Interleaved Thinking
Auto-enabled whenever a thinking budget is configured on a Claude model. Allows tool calls during model reasoning for more integrated problem-solving:
models:
claude:
provider: anthropic
model: claude-sonnet-4-5
provider_opts:
interleaved_thinking: false # disable if needed
Task Budget
task_budget caps the total number of tokens the model may spend across a
multi-step agentic task — combined thinking, tool calls, and final output. It
is forwarded as
output_config.task_budget
and is ideal for letting long-running agents self-regulate effort without
tightening max_tokens on every call.
docker-agent automatically attaches the required task-budgets-2026-03-13
beta header whenever this field is set. You can configure task_budget on
any Claude model — docker-agent never gates it by model name. At the time
of writing, only Claude Opus 4.7 actually honors the field; other Claude
models (Sonnet 4.5, Opus 4.5 / 4.6, etc.) are expected to reject requests
that include it.

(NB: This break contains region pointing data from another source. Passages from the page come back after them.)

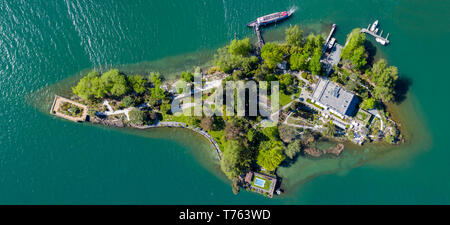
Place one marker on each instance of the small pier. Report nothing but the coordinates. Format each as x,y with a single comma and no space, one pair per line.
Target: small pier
258,34
333,28
378,37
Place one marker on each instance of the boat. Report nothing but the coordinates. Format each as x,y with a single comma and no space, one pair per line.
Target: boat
374,25
381,41
271,18
331,43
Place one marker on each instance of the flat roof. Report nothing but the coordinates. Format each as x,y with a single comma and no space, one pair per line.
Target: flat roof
335,97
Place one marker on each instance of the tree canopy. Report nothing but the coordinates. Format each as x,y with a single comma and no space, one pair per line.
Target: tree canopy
355,50
240,47
385,79
294,35
270,154
187,76
90,87
137,83
272,55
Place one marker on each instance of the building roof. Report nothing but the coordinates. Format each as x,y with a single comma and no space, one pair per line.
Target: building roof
335,97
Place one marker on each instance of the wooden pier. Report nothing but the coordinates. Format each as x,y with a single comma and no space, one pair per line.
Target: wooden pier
378,37
258,34
333,28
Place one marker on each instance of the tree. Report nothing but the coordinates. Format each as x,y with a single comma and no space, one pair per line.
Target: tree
330,129
368,104
206,123
234,129
238,75
137,82
272,55
90,87
154,76
235,159
293,149
270,155
165,107
299,61
157,92
294,35
285,81
384,78
287,133
240,47
354,50
137,117
127,101
115,83
271,133
315,66
187,76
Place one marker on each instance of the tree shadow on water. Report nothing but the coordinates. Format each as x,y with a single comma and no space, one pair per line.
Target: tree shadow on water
402,87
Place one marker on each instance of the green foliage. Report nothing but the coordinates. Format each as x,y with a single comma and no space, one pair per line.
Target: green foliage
137,117
90,87
236,159
368,104
294,35
271,133
330,129
115,83
137,83
293,149
270,155
127,101
154,76
187,76
285,81
157,92
272,55
240,47
287,133
238,75
354,50
314,64
384,78
299,61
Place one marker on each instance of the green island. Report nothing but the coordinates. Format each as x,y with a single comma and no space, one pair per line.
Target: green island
339,93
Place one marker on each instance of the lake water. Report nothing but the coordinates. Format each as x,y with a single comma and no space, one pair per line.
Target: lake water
45,160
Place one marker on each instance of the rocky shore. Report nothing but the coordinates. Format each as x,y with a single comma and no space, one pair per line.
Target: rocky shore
315,152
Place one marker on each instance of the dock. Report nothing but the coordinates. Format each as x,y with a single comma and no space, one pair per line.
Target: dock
378,37
333,28
258,34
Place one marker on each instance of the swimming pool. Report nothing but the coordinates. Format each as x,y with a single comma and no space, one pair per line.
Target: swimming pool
259,182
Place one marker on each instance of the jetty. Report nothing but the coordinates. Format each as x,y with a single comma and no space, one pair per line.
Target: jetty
258,34
378,37
57,105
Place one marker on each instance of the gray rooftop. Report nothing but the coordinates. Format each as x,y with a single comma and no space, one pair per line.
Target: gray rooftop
335,97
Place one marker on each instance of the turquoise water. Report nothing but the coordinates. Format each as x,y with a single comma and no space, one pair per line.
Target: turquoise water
45,160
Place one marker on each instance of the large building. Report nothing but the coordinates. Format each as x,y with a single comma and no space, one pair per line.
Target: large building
335,98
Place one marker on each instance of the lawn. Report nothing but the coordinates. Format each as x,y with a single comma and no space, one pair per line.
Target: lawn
267,183
314,104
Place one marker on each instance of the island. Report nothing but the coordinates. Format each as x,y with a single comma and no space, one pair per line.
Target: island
325,90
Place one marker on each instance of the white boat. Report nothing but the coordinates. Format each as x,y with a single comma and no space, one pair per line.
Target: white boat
374,25
331,43
381,41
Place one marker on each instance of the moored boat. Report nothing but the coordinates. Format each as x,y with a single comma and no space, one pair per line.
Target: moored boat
271,18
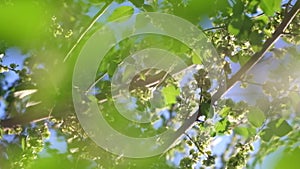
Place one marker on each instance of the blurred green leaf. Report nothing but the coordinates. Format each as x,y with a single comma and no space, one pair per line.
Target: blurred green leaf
270,6
196,59
256,117
120,12
170,93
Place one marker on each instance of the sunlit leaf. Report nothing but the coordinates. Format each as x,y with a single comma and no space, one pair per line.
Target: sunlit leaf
170,93
23,93
256,117
270,6
120,12
196,59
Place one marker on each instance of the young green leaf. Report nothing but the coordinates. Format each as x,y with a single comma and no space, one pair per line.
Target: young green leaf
120,12
170,93
256,117
270,6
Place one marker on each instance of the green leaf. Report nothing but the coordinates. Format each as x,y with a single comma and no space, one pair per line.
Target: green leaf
233,30
222,125
23,143
243,131
267,134
283,128
196,59
137,3
225,111
243,59
256,117
270,6
170,93
205,110
121,12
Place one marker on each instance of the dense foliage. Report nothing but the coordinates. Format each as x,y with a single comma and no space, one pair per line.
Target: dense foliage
39,127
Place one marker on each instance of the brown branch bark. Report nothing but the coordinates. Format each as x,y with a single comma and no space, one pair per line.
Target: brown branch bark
253,61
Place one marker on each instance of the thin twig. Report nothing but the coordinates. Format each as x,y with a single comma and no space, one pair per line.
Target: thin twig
213,28
94,20
196,144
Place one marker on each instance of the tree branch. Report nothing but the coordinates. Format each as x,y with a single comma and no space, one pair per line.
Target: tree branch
94,20
259,55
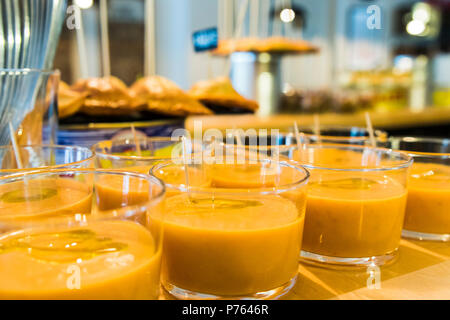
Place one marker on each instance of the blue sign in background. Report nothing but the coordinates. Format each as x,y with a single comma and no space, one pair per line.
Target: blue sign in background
205,40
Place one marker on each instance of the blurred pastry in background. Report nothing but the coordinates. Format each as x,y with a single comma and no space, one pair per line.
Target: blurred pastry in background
220,96
105,96
69,101
160,95
321,101
270,45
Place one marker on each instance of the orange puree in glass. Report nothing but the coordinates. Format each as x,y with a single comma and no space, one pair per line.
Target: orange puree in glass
111,260
230,245
354,217
116,191
428,207
43,198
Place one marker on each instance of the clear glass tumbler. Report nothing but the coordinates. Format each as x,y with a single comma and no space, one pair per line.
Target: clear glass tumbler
356,203
44,157
238,237
428,207
28,102
79,234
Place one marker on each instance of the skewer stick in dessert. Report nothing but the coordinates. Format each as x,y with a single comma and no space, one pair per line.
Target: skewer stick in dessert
15,146
370,130
136,141
105,38
317,128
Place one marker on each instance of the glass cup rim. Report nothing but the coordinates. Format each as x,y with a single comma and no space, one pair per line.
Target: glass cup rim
91,156
25,71
378,133
406,163
233,191
104,216
426,140
135,158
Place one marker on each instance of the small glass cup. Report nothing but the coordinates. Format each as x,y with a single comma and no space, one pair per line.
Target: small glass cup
44,157
126,154
356,203
428,207
236,238
79,234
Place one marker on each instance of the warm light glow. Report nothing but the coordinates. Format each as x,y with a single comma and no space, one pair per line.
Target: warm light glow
415,27
287,15
421,12
84,4
403,63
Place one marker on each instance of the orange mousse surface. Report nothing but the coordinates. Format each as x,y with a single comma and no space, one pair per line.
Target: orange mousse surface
428,207
353,216
230,245
102,260
42,198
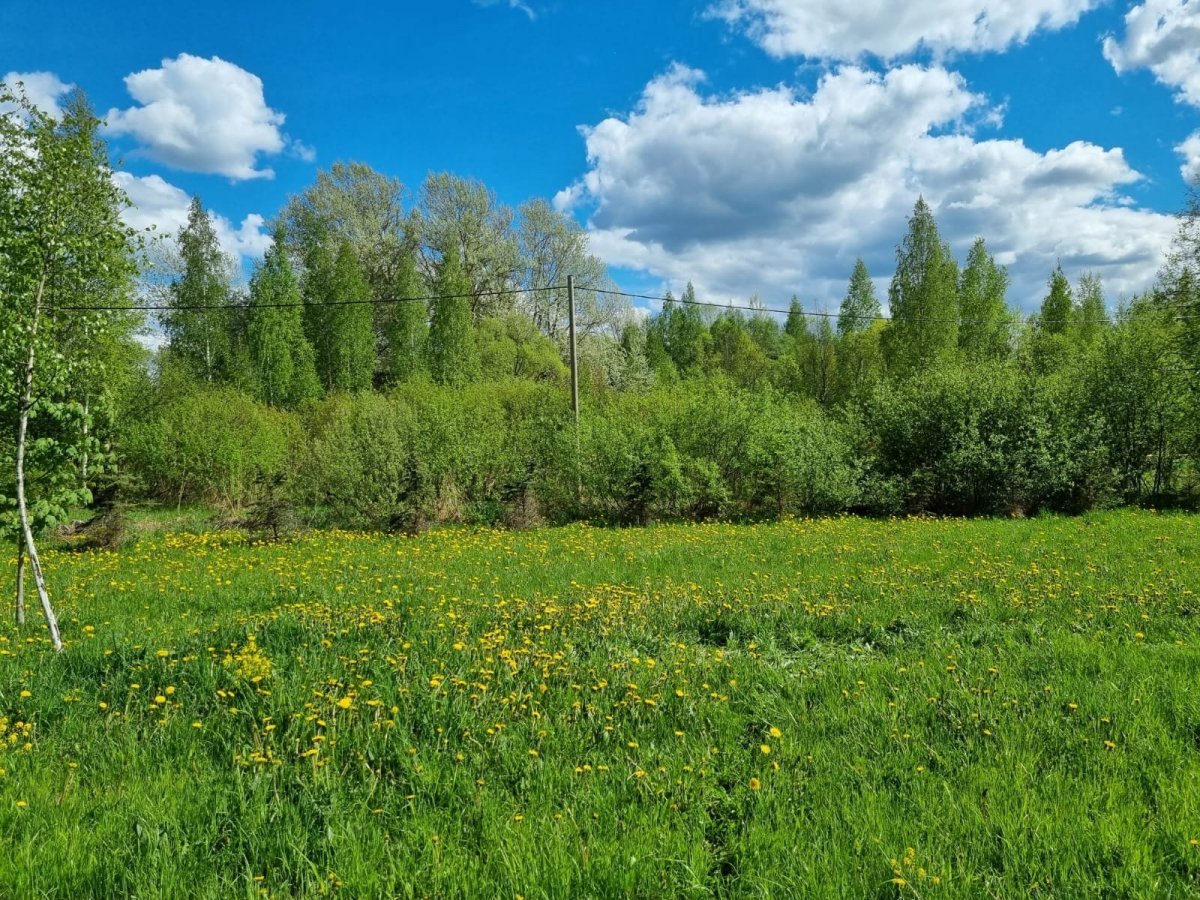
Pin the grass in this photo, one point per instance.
(829, 708)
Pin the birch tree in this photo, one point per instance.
(64, 252)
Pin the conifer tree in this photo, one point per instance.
(282, 360)
(408, 325)
(1091, 317)
(859, 307)
(1057, 310)
(984, 318)
(201, 337)
(923, 298)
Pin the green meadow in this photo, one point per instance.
(815, 708)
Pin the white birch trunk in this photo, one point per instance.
(35, 562)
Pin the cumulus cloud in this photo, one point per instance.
(520, 5)
(161, 208)
(1164, 37)
(775, 192)
(202, 115)
(1191, 153)
(835, 29)
(42, 89)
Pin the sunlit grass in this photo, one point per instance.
(829, 708)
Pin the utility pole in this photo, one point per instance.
(575, 361)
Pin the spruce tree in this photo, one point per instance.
(984, 318)
(859, 307)
(199, 336)
(337, 318)
(454, 358)
(281, 358)
(408, 325)
(923, 298)
(1091, 318)
(797, 323)
(1057, 310)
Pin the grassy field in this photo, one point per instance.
(829, 708)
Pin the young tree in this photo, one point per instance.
(337, 318)
(684, 333)
(463, 215)
(923, 298)
(1057, 309)
(61, 245)
(201, 336)
(354, 203)
(281, 358)
(859, 307)
(453, 353)
(1091, 317)
(797, 322)
(984, 318)
(553, 245)
(408, 324)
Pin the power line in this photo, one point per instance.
(837, 315)
(371, 301)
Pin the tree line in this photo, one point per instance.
(393, 363)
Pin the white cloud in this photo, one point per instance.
(511, 4)
(835, 29)
(1164, 37)
(773, 192)
(162, 207)
(42, 89)
(1191, 153)
(202, 115)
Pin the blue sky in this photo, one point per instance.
(754, 147)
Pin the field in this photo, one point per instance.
(826, 708)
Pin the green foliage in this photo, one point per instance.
(1091, 317)
(426, 454)
(454, 358)
(381, 753)
(513, 347)
(202, 339)
(1057, 313)
(461, 217)
(923, 299)
(859, 307)
(1138, 385)
(408, 324)
(970, 441)
(985, 322)
(214, 445)
(281, 357)
(61, 244)
(715, 453)
(337, 318)
(683, 333)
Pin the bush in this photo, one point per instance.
(977, 441)
(214, 445)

Check the Anthropic release notes linked above for the
current list of supported models.
models:
opus:
provider: anthropic
model: claude-opus-4-7
task_budget: 128000 # integer shorthand → { type: tokens, total: 128000 }
thinking_budget: adaptive
Object form (forward-compatible with future budget types):
opus:
provider: anthropic
model: claude-opus-4-7
task_budget:
type: tokens
total: 128000
See the full schema on the Model Configuration page.
Server-Side Fallbacks
When the primary model refuses a request (e.g. Claude Fable 5’s safety
classifiers ending the turn with stop reason refusal), Anthropic can retry
the request with backup models in a single round trip. Set fallbacks in
provider_opts to a list of model IDs, in priority order:
models:
fable:
provider: anthropic
model: claude-fable-5
provider_opts:
fallbacks:
- claude-opus-4-8
- claude-sonnet-4-6
docker-agent automatically attaches the required
server-side-fallback-2026-06-01 beta header and forwards the option as
fallbacks: [{"model": "..."}]. The response’s model field reports which
model actually served the request.
Fallback models receive the exact same request as the primary model (thinking configuration, task budget, beta features, …), so list only models that accept the same request shape. Not available on Bedrock, Vertex AI, or the Message Batches API.
Thinking Display
Controls whether thinking blocks are returned in responses when thinking is enabled. Claude Opus 4.7 hides thinking content by default (omitted); earlier Claude 4 models default to summarized. Set thinking_display in provider_opts to override:
models:
claude-opus-4-7:
provider: anthropic
model: claude-opus-4-7
thinking_budget: adaptive
provider_opts:
thinking_display: summarized # "summarized", "display", or "omitted"
Valid values:
summarized: thinking blocks are returned with summarized thinking text (default for Claude 4 models prior to Opus 4.7).display: thinking blocks are returned for display (use this to re-enable thinking output on Opus 4.7).omitted: thinking blocks are returned with an empty thinking field; the signature is still returned for multi-turn continuity (default for Opus 4.7). Useful to reduce time-to-first-text-token when streaming.
Note: thinking_display applies to both thinking_budget with token counts and adaptive/effort-based budgets. Full thinking tokens are billed regardless of the thinking_display value.
Anthropic thinking budget values below 1024 or greater than or equal to max_tokens are ignored (a warning is logged).